We thank the reviewer for bringing the work [4] to our attention: it is indeed relevant and we will include it in the first revision of our work. As the reviewer mentions, the crucial difference is that in our work we focus on *computationally efficient* algorithms.
We will include the clean label mistake bound of [5] together with the explanation of comparing with the noisy labels that we gave above.
[4] Changlong W. Ananth G. Wojciech S Robust Online Classification: From Estimation to Denoising
[5] Ben-David, S., P´al, D., and Shalev-Shwartz, S. Agnostic online learning. COLT 2009.
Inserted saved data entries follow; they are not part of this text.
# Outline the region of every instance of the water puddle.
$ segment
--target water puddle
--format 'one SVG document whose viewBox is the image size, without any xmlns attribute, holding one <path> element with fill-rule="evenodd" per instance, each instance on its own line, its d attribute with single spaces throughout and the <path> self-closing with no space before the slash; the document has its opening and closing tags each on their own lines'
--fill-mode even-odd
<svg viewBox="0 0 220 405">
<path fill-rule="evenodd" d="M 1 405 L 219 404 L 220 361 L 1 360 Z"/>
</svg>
> Currently, it appears to me ... Can the authors comment on what the essential technical originality here is compared to the online case? I think a more interesting extension would be to study how tight the second term ...
We respectfully disagree with the reviewer: our main *technical* contribution is indeed the online Massart classification algorithm. Our contribution in the bandit literature is *the definition of a new semi-random contextual bandit model that goes beyond the standard (regression-based) realizability assumptions [6]* considered in the prior works. We remark that the classification based bandit settings in the prior works are pessimistic (agnostic) precluding the existence of computationlly efficient algorithms in essentially any non-trivial setting (see also our discussion in Section 1). By the reduction to online massart classification we established that our proposed bandit model is a non-adversarial classification-based model that admits end-to-end efficient algorithms. There are many interesting questions for future work in this model (see also the conclusion section) and we believe that our model will aim in the design of potentially practical bandit algorithms (that do not rely on strong regression oracles).
[6] Foster, D., Agarwal, A., Dud´ık, M., Luo, H., and Schapire, R. Practical contextual bandits with regression oracles.